Words can have a similar effect
As I started praying through and studying this further God continued to speak to my heart. Our words can have a similar effect, this is why using our words wisely is so important to His heart.
- Proverbs 16:24 – Pleasant words are like honeycomb, Sweetness to the soul and health to the bones.
- Proverbs 15:23 -A man has joy by the answer of his mouth, And a word spoken in due season, how good it is!
- Proverbs 25:11 -A word fitly spoken is like apples of gold in settings of silver.
Our Words can do good
- Our words can encourage someone who desperately needs it.
- Speaking the truth in love is a gift of authenticity.
- Bringing to light a hidden potential in someone, could change their life forever.
- We use our words to enter into the sacred covenant of marriage.
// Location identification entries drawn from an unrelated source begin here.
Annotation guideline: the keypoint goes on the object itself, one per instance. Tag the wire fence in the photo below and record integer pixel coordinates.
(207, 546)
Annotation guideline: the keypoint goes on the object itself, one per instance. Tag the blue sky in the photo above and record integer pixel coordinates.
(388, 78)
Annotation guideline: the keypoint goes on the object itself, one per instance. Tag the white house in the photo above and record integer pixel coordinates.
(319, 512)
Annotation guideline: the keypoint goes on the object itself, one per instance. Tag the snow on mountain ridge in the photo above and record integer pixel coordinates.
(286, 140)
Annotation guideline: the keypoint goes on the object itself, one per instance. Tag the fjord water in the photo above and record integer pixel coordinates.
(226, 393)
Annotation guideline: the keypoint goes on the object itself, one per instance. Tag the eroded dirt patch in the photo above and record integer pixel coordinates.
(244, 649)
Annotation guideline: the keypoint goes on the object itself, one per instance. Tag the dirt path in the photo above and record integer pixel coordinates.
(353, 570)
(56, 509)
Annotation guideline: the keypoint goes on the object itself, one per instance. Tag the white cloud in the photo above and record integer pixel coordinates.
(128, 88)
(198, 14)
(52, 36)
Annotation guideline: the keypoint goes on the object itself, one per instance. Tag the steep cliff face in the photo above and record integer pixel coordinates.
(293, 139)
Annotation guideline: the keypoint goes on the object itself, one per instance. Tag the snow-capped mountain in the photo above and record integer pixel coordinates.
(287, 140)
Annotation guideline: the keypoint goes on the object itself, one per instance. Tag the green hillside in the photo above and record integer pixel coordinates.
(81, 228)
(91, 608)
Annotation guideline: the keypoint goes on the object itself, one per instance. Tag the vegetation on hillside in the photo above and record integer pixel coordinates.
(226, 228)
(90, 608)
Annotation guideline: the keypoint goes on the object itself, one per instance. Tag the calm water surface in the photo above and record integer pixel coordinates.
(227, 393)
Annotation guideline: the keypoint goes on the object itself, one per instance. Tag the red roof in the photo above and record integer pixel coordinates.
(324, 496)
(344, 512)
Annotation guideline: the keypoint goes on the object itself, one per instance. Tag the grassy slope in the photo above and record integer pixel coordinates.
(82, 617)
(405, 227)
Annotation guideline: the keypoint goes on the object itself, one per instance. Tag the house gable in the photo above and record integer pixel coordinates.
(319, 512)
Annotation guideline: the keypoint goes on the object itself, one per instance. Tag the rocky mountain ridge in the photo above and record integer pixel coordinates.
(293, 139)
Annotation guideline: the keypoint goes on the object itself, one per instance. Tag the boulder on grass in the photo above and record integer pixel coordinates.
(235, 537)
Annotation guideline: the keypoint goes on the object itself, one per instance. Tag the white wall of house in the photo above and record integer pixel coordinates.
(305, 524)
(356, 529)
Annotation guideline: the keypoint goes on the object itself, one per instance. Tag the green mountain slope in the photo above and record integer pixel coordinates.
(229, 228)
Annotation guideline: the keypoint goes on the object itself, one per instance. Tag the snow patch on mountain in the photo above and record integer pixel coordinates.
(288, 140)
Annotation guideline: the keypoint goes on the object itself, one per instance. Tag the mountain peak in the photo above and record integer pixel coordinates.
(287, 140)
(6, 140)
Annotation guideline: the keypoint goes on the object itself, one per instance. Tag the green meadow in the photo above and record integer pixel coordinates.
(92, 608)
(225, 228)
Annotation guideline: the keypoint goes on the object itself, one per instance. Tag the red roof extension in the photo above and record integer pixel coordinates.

- The words I speak can communicate camaraderie and sympathy. God’s Words bring healing and hope to our lives and hearts.
Our words can do harm
- Our words can also do great harm.
- We say something we shouldn’t, or just simply say too much and ruin or hurt a friendship.
- The Holy Spirit nudges our hearts and rather than speak what He is whispering for us to, we give them a piece of our mind instead.
- We tear people down to make ourselves feel better.
- Maybe we speak too many words, not knowing when to stop?
Why it’s important to use our words wisely
Interesting how something so valuable and flavorful can be inedible with just a few extra pinches from the spice container, so can our words.
When the Bible talks about our speech being seasoned with salt, it means our words have weight. Our words can build up or destroy, cultivate love or hate.
James 3 talks in detail about how powerful the tongue is. Although small, like the rudder of a ship, it can steer it. James calls it an unruly evil full of deadly poison. He says, “out of our mouths come Blessing and cursing, it should not be this way.
Salt is likened to words in the Bible, so what do we do with this information?
If our words and mere presence are likened to salt in the Bible we should want to serve up enough to bring out the flavor in those we speak to and spend time with.
We should understand the value of our words, with the weight they carry. Promoting healing, being useful and valuable to those we meet and do life with. We do this because it is the example Jesus gave us, in correctly being identified as one of His followers.
Learning how to use our words wisely is a journey
I’m not perfect, I have a tendency to talk to much (picture my fateful Jambalaya). I know I get it right sometimes, and it gives me hope. I’d like to look more like Jesus and less like Caroline if I’m being honest.
My prayer is for God to show me the perfect amount of “seasoning salt” to add to a conversation, the amount that will not only make it digestible, but tasty.
I’d like to help bring the beautiful color and flavor out of something or someone, highlighting their hidden potential. I want to see people as Jesus does.
I also don’t want to be bland, or afraid to use the “salt” I’ve been equipped with, to speak the truth in love.
Sweet Jesus, make my words lovely and encouraging, watch over the door of my mouth letting nothing pass through that hasn’t been sanctified by you.
Let me seek to use this gift of speech, to draw out hidden beauty and flavor, to encourage and lift up.
Create in me a clean heart oh God, and renew a right spirit in me, as I know what comes out of my mouth is a result of what is in my heart.
I’m reminded that I can only achieve this with Your power and strength.
The last thing I want to do is serve someone who needs Jesus a mouth full of salty Jambalaya. So as this prayer rises up to heaven, I better go throw out that Cajun seasoning, before I forget….again.